Una cosa che forse spesso viene data per scontata è l’importanza del nome nel definire l’identità di una persona: attraverso il nome otteniamo alcune informazioni su un individuo, in particolare il genere di questa persona. Questo tema risulta estremamente significativo per le comunità transgender e non-binary, in quanto gli esponenti di queste comunità si ritrovano con un nome che non rispecchia il loro vero genere sessuale.

Secondo la legge italiana, è possibile per una persona transgender o non-binary fare richiesta per cambiare il proprio nome all’anagrafe. Tuttavia, si tratta di un processo abbastanza complesso e costoso, che richiede del tempo. Di conseguenza, spesso queste persone si ritrovano a dover utilizzare documenti con un nome che non rispecchia la loro identità. Si creano quindi situazioni spiacevoli, che possono arrecare un forte disagio psicologico. Questo problema è stato affrontato da due aziende molto diverse tra loro: Starbucks e Mastercard.

Starbucks ha lanciato in Brasile una campagna chiamata I Am, in sostegno alle persone transessuali e non-binary che nel Paese devono sopportare i pregiudizi dovuti alla mancata corrispondenza tra il proprio aspetto e il genere indicato dal nome sui propri documenti ufficiali. Nella campagna, l’azienda si presenta come un luogo sicuro, che si pone l’obiettivo di accogliere queste comunità, ribadendo il fatto che da Starbucks le persone possono utilizzare il loro vero nome per ordinare, indipendentemente da quello scritto sui documenti e senza ricevere ulteriori domande. Ma la campagna non si limita a questo: Starbucks ha trasformato il suo store in un ufficio notarile, in modo da offrire alle persone transgender e non-binary la possibilità di cambiare legalmente il proprio nome, e di farlo in un ambiente in cui si sentono accolti e protetti. L’iniziativa ha riscontrato un successo enorme, ma la cosa più importante è l’impatto che ha avuto sulla vita delle singole persone che hanno potuto cambiare definitivamente il proprio nome. Il focus del video della campagna, infatti, sono proprio le interviste a queste persone, che spiegano con le lacrime agli occhi cosa ha significato per loro avere finalmente questa possibilità che cambia la vita.

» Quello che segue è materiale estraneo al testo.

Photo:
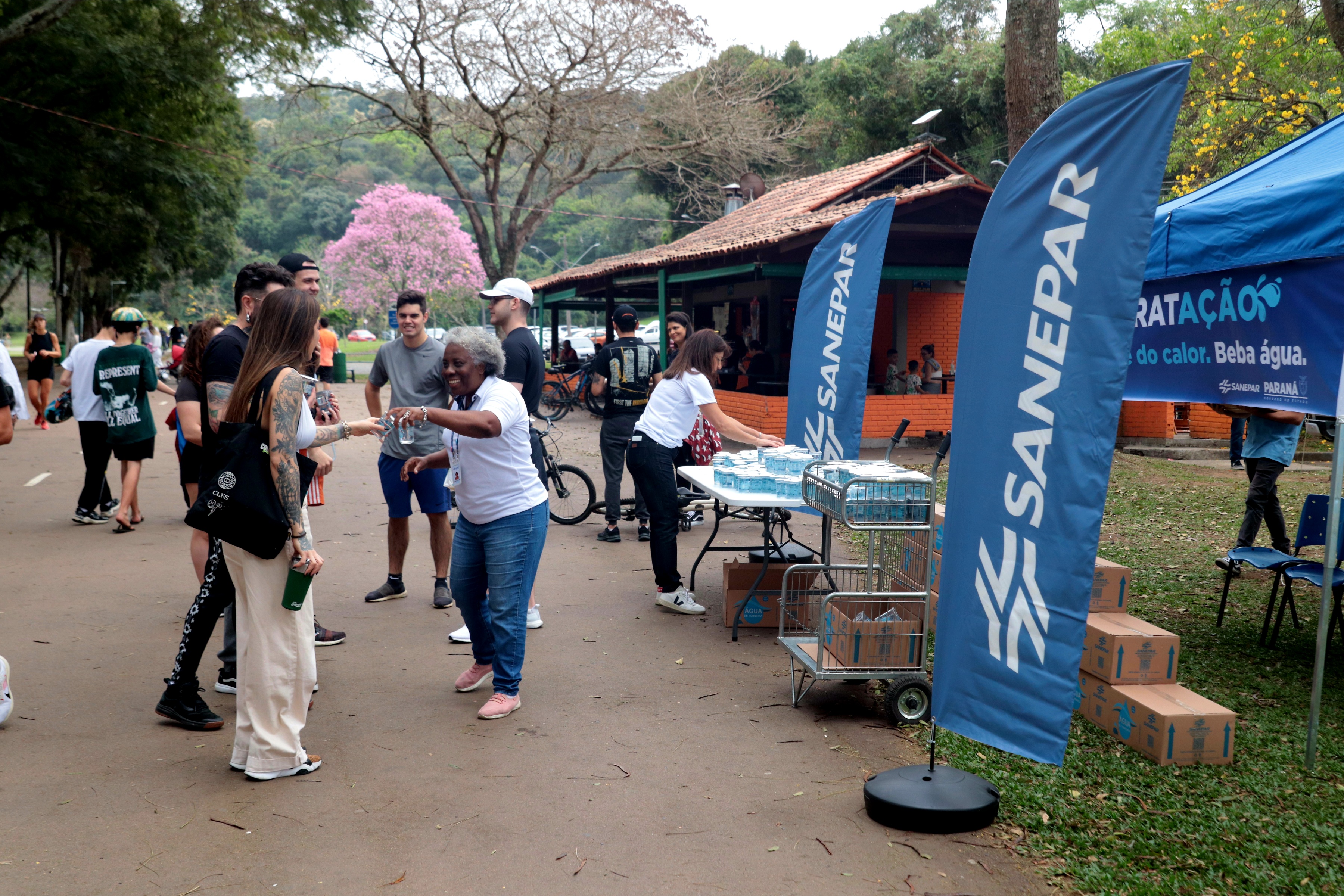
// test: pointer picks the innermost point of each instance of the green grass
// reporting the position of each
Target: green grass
(1111, 821)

Un altro esempio in questo senso viene da Mastercard. L’azienda ha lanciato l’iniziativa True Name, che si pone l’obiettivo di affrontare il problema del nome che appare sulle carte di credito, di debito o prepagate, che corrisponde a quello sui documenti e a volte non a quello che la persona si sente. Crediamo che tutti abbiano il diritto di essere davvero sé stessi, per questo ci stiamo impegnando con orgoglio affinché questo accada. È questa la frase che appare sul sito web di Mastercard quando si cercano informazioni su True Name. In particolare, si tratta di un’iniziativa che garantisce la possibilità a queste persone di avere il loro vero nome sulle carte di pagamento. True Name è, come afferma Mastercard, la prima carta che rende i pagamenti sicuri per tutti.

In conclusione, è evidente che ad oggi il tema dell’inclusività e della lotta a discriminazioni e pregiudizi sia un tema centrale, che le aziende non possono ignorare. Di conseguenza, sempre più imprese si stanno esponendo su questo argomento, contribuendo ad avere un impatto positivo sulla società e a migliorare la qualità di vita di molte minoranze. Sono passi avanti nella direzione giusta, verso un futuro più inclusivo per tutti.